Así, quienes defienden el dualismo “natural-antinatural” en el ámbito legislativo no han escatimado en la utilización de lenguaje como defensa-ataque. Así, por ejemplo, en materia de matrimonio igualitario se ha señalado que éste “distorsiona la estructura social”, que “genera conflictos en una parte importante de la sociedad chilena” y “que el matrimonio debe mantenerse de manera natural entre un hombre y una mujer”. Incluso más, un proyecto de reforma constitucional que buscaba constitucionalizar la prohibición del matrimonio igualitario, justificaba en base a literatura decimonónica la primacía de la heterosexualidad ya que, supuestamente, “constituye el fundamento de base antropológica del matrimonio, en que se deben considerar como principios la diversidad de la modelización sexual de la persona humana, la complementariedad de tal diferenciación y la inclinación natural de los sexos entre sí en orden a la generación”.
En materia de adopción homoparental se ha señalado, por ejemplo, que si un niño es adoptado “por homosexuales va a sufrir el peso de esa minoría y que lo que hay que restituirle a ese niño es la familia que perdió y eso es una familia heterosexual, no homosexual” y que, de aprobarse esta posibilidad, se estaría limitando la libertad de los niños, condicionando su orientación sexual a la de sus padres.
Por su parte, durante la tramitación de la Ley N°21.120, que reconoce y da protección al derecho a la identidad de género, se plantearon posturas absolutamente contrarias a la normativa internacional de derechos humanos y por, sobre todo, marcadas por la desconfianza hacia las mujeres y hombres trans.

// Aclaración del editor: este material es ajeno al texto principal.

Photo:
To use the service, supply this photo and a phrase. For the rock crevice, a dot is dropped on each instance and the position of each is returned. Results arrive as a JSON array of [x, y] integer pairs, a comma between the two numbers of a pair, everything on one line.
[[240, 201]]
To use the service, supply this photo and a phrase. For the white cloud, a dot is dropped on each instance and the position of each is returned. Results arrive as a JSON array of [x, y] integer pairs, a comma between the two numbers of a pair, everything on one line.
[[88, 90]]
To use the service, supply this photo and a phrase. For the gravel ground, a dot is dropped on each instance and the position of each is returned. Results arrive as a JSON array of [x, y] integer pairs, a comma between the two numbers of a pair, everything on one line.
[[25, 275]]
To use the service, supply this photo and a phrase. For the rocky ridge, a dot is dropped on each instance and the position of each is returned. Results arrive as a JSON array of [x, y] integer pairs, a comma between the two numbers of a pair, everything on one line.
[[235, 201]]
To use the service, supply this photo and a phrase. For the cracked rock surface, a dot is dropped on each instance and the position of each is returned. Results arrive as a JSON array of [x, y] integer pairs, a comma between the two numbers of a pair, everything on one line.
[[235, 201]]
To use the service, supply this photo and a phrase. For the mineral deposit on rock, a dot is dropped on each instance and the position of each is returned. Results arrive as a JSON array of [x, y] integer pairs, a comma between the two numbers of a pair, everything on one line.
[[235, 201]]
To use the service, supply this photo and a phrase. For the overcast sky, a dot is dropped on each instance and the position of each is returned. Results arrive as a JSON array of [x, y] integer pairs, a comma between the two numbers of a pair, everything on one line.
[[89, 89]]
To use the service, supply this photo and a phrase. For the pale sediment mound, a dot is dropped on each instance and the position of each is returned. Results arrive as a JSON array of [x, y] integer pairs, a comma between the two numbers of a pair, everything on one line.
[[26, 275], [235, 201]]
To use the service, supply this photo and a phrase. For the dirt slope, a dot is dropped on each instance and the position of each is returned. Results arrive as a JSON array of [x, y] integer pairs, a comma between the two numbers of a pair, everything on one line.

Así, durante la discusión en el Senado de esta iniciativa, hubo parlamentarios que plantearon que dicho proyecto no podía “quedar supeditado solo al sentir íntimo y profundo de la persona y a cómo esta sea conocida en sus relaciones sociales, sino que debe complementarse con otro tipo de pruebas, especialmente de carácter médico, sea del ámbito psicológico, quirúrgico o farmacológico, decretadas por el propio tribunal”. Es decir, a contrario de cómo fue finalmente despachado el proyecto, lo que se postulaba es que una persona trans debía “probar” dicha calidad (incluso a través de una intervención quirúrgica ordenada por un tribunal) para así, por ejemplo, cambiar su sexo registral; lo que, desde el punto de vista de los derechos humanos es una abierta violación a ellos.
Como es posible advertir, el lenguaje que se ocupa frecuentemente para oponerse a la legislación referida a las diversidades sexuales y de género, no sólo manifiesta el precario conocimiento sobre la ciencia, las realidades humanas y su quehacer mundano y de la normativa internacional de derecho humanos (que muchas veces desconocen conscientemente), sino que de un profundo rechazo a la idea de “extender” el derecho hacia ámbitos de la realidad que han sido históricamente abandonados y excluidos, como el “Homo sacer” de Agamben que personifica una vida absolutamente matable y/o expuesta a la muerte y que en una relación de exclusión-inclusiva –de abandono– revela el real vínculo social en la actualidad, principalmente entre la población que no encaja dentro de los cánones tecno-biológicos prescritos por el sistema sexo-cuerpo-género-sexualidad.
Queda mucho camino por recorrer para que las diversidades sexuales y de género podamos ser tratados con la dignidad y el respeto que todo ser humano merece por el sólo hecho de ser tal y no sólo este mes, sino que siempre debemos recordar y exigir aquello.